Pope Leo XI (2 June 1535 – 27 April 1605), born Alessandro Ottaviano de' Medici, was Pope from 1 April 1605 to 27 April of the same year.
He was born in Florence: his mother, Francesca Salviati, was a daughter of Jacopo Salviati and Lucrezia de' Medici, a sister of Leo X, while his father, Ottaviano, was a more distant scion of the Medici family. After a late start, he was ordained priest, and Cosimo I de' Medici, Grand Duke of Tuscany, sent him as an appropriate ambassador to Pope Pius V, a position which he held for fifteen years. Gregory XIII made him bishop of Pistoia in 1573, archbishop of Florence in 1574, and Cardinal-Priest of Santi Quirico e Giulitta in 1583.

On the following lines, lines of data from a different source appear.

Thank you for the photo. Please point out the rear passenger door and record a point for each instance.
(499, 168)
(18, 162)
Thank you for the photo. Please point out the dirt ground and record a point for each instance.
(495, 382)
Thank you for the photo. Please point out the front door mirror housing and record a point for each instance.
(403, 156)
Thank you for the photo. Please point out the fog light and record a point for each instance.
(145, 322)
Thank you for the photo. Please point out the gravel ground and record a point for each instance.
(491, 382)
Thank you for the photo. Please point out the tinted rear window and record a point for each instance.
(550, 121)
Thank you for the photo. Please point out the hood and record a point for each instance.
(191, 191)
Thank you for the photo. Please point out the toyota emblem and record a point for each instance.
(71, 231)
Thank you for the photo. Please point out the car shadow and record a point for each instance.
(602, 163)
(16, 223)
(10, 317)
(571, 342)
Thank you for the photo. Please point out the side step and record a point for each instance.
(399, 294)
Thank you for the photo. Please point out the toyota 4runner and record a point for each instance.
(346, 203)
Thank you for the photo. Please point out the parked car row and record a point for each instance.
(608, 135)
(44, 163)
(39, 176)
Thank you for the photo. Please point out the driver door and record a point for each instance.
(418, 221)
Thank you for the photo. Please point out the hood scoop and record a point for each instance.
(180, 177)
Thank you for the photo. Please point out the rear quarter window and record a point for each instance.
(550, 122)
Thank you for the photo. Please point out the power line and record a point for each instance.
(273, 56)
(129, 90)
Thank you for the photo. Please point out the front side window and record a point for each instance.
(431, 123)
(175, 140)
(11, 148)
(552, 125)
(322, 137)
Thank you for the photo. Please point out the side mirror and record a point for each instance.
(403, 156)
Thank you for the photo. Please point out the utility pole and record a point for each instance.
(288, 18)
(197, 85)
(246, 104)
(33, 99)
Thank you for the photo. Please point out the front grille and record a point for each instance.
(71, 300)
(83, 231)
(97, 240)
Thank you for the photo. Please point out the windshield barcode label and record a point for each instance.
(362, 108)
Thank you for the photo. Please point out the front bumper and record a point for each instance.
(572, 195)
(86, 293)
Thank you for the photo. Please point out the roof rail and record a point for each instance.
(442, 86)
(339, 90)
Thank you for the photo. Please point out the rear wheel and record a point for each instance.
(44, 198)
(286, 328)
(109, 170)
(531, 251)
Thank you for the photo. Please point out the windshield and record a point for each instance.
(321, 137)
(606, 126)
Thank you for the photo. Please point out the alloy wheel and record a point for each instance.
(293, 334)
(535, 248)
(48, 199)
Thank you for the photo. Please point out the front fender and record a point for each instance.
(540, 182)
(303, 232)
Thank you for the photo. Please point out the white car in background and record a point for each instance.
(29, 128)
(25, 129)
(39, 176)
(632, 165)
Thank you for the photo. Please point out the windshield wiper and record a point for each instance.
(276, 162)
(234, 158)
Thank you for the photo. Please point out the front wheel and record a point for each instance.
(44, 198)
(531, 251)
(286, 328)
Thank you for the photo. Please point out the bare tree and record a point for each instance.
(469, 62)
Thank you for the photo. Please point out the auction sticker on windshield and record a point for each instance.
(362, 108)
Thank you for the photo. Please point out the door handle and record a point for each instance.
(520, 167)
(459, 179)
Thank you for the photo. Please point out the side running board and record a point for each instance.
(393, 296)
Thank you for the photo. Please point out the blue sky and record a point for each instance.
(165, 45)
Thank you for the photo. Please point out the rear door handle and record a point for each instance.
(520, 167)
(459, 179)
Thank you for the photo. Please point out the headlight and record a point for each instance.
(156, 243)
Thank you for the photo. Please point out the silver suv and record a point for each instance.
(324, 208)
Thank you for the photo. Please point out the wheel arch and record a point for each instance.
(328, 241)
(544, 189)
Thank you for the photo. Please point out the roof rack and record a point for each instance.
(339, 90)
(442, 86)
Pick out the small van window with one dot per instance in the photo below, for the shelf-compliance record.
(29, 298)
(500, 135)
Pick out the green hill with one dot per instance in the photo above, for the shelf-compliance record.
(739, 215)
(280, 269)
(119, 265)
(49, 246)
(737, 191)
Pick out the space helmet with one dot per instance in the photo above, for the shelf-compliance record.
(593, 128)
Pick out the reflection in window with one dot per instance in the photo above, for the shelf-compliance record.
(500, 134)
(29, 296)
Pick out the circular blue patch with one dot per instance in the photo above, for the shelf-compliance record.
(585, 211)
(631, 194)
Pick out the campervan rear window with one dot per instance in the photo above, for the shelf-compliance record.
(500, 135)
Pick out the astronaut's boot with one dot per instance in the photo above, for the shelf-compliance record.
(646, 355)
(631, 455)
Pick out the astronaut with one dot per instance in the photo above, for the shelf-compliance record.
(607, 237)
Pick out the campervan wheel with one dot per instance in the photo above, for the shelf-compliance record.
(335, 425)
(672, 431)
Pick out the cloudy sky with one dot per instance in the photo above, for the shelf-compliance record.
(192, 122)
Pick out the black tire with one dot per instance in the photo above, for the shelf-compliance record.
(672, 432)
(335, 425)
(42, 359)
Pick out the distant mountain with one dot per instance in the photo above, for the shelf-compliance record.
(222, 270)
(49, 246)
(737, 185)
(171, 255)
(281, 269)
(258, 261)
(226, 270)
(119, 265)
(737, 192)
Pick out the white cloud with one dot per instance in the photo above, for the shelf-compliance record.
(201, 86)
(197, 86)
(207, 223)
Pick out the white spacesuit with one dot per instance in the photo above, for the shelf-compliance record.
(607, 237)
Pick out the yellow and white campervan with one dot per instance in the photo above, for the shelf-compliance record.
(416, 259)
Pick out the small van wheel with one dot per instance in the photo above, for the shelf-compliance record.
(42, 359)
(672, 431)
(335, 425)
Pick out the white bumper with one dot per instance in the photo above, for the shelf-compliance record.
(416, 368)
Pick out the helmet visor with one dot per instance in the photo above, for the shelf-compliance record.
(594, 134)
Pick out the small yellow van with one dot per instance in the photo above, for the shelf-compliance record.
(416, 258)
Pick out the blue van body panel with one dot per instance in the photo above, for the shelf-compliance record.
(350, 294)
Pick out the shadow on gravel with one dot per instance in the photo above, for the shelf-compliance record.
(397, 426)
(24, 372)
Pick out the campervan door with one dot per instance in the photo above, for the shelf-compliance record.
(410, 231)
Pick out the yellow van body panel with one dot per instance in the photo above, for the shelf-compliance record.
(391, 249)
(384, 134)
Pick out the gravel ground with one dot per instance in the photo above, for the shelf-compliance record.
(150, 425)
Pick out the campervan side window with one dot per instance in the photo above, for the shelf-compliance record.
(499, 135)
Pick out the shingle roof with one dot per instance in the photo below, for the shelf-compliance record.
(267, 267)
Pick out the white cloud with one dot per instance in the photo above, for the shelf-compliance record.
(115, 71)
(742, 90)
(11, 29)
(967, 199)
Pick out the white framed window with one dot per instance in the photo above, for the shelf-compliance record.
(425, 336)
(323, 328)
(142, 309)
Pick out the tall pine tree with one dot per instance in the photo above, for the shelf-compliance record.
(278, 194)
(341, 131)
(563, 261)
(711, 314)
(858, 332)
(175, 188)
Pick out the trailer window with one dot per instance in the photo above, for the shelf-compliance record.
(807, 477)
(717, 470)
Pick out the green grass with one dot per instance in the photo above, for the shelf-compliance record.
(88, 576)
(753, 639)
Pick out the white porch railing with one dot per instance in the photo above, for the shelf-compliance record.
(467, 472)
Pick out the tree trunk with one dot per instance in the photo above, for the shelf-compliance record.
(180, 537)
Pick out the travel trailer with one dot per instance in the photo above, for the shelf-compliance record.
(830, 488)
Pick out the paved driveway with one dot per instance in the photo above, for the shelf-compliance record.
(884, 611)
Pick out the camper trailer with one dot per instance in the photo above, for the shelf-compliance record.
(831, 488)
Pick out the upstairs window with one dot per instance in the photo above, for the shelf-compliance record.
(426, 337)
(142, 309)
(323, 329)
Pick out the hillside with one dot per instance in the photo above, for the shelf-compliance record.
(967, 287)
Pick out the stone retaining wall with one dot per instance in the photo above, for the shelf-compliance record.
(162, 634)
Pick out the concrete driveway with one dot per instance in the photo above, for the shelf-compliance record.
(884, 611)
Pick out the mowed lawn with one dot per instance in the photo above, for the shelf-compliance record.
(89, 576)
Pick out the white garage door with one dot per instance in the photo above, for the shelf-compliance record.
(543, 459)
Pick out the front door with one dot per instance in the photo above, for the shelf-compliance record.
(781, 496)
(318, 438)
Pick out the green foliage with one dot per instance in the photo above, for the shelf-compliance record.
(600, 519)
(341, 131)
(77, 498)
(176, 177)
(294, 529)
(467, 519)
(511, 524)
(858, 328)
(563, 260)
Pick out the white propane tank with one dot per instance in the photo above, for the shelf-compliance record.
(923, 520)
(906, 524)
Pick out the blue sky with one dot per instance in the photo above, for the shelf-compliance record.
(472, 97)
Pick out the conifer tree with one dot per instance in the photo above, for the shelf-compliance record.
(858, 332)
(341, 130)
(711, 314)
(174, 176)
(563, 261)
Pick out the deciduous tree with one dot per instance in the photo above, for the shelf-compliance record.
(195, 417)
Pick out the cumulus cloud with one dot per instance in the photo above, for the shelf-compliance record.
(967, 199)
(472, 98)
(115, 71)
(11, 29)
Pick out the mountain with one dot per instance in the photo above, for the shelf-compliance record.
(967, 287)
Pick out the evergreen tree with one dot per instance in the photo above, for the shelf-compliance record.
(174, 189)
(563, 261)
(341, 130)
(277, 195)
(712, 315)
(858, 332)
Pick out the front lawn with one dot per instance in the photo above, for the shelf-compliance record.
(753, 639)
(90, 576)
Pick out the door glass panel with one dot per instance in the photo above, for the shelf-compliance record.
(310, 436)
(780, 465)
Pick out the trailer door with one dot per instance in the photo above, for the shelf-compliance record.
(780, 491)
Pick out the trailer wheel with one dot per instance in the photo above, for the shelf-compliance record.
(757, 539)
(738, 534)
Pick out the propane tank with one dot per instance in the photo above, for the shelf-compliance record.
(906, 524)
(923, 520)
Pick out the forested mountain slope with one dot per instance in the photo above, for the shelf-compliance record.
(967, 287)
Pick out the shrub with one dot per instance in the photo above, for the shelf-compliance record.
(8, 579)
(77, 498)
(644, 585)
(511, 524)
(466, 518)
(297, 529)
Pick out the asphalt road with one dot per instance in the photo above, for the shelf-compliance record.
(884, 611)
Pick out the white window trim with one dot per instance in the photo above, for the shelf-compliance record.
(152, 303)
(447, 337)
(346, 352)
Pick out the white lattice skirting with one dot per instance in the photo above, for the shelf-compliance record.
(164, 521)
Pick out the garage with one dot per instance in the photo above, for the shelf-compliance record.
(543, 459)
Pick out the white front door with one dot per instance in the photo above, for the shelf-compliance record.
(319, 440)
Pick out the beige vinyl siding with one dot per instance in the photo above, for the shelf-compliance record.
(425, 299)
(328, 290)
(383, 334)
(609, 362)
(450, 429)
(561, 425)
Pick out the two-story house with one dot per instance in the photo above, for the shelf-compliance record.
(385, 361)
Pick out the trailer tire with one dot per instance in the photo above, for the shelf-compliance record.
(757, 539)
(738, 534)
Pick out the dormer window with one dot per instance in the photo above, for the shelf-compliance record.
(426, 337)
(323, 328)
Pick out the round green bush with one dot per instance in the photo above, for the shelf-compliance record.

In 1596, Clement VIII sent him as legate to France where Maria de' Medici was queen. Alessandro was a friend and disciple of St. Philip Neri.
On 14 March 1605, eleven days after the death of Clement VIII, 62 cardinals entered the conclave. Prominent among the candidates for the papacy were the great historian Baronius and the famous Jesuit controversialist Robert Bellarmine. But Aldobrandini, the leader of the Italian party among the cardinals, allied with the French cardinals and brought about the election of Alessandro against the express wish of King Philip III of Spain. King Henry IV of France is said to have spent 300,000 écus in the promotion of Alessandro's candidacy. On 1 April 1605, Alessandro ascended the papal throne with the Medici name Leo XI, being then almost seventy years of age, but was taken ill immediately after his coronation and died within the month.
He was nicknamed Papa Lampo ("Lightning Pope") for the brevity of his pontificate.